Researchers Decode Lightning’s Radio Frequencies to Predict Weather

Researchers at Los Alamos National Laboratory (LANL) have made significant strides in understanding lightning by analyzing the radio frequencies it generates while still in the clouds. Their findings could enhance our ability to predict and prepare for severe weather events, which are becoming increasingly common.

Unveiling the Mysteries of In-Cloud Lightning

The LANL team, led by scientists Erin Lay and Amitabh Nag, has compiled the largest database of trans-ionospheric pulse pairs—very high-frequency radio signals produced by lightning in clouds. Over a two-month period, from January to June 2023, they gathered more than 76,000 signatures using a satellite-based radio frequency sensor orbiting approximately 22,000 miles above the Earth. This data was cross-referenced with ground lightning reports for accuracy.

The research primarily focuses on a powerful type of lightning known as compact intracloud discharges. These rapid bursts of in-cloud lightning generate electromagnetic pulses—one pulse travels upwards while the other moves downwards, reflecting off the Earth’s surface. The researchers noted that the strength of these pulses can vary significantly.

“It has long been a question why, in some cases, the second pulse that bounces back is stronger than the first,” Lay stated. By analyzing their amassed data based on altitude, the team discovered a correlation between the lightning’s location within the cloud and the relative strengths of the two pulses. “Whether the first or second pulse is stronger depends on where the lightning occurs in the cloud,” Lay explained.
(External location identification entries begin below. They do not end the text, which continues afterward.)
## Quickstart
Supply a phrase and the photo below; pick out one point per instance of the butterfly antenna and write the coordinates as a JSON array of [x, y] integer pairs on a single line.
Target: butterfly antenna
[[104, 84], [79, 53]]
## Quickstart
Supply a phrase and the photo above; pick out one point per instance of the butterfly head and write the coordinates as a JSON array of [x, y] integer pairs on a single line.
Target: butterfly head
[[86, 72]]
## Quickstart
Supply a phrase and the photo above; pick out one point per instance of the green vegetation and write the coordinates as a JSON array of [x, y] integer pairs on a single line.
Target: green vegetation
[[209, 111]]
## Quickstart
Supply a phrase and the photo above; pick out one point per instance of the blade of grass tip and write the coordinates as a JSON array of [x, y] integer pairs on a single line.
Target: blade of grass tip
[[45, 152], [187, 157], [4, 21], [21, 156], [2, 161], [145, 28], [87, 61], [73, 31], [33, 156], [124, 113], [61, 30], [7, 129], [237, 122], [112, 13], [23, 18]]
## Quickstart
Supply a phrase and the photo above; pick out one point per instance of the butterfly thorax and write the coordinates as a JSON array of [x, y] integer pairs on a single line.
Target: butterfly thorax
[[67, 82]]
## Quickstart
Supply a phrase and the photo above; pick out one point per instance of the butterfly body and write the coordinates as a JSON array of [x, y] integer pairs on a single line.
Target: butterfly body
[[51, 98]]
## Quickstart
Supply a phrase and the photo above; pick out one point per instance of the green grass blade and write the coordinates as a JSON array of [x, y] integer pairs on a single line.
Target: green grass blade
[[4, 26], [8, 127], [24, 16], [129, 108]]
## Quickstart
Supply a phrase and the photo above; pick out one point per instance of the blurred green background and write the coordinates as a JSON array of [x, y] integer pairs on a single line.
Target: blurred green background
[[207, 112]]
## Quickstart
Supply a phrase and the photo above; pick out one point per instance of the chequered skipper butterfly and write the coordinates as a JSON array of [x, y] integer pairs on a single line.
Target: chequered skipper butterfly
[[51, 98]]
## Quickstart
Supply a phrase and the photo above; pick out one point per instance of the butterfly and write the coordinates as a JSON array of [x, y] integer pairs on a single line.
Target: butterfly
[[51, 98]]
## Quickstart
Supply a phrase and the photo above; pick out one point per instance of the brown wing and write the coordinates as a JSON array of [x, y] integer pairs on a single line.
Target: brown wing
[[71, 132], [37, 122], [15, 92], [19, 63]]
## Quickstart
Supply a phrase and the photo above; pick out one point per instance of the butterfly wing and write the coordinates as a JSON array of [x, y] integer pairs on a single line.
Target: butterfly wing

The Structure of Thunderclouds and Its Implications

Thunderclouds typically have three layers: two positively charged layers sandwiching a negatively charged layer. Occasionally, a fourth negatively charged layer, known as the “screening charge” layer, forms at the cloud’s top. “This upper region is significant because we believe many of these events occur there,” Nag remarked.

Although compact intracloud discharges are relatively rare, they exhibit unique characteristics. Nag emphasized, “It’s a small fraction of lightning, but it is unique and very bright, illuminating both the Earth’s atmosphere and sending substantial energy into space.”

Looking ahead, Lay aims to gather more data and isolate additional variables. Increased statistics will allow the research team to explore further questions about the complex nature of lightning. “Understanding these phenomena helps us better comprehend how severe weather evolves and how it impacts our infrastructure, human safety, and wildlife,” Nag noted. “All of these factors are fundamentally interconnected, making it crucial to understand lightning and its behavior within clouds.”

As climate change intensifies weather events, insights gained from this research could play a vital role in developing strategies to mitigate risks associated with severe weather, ultimately protecting communities and ecosystems worldwide.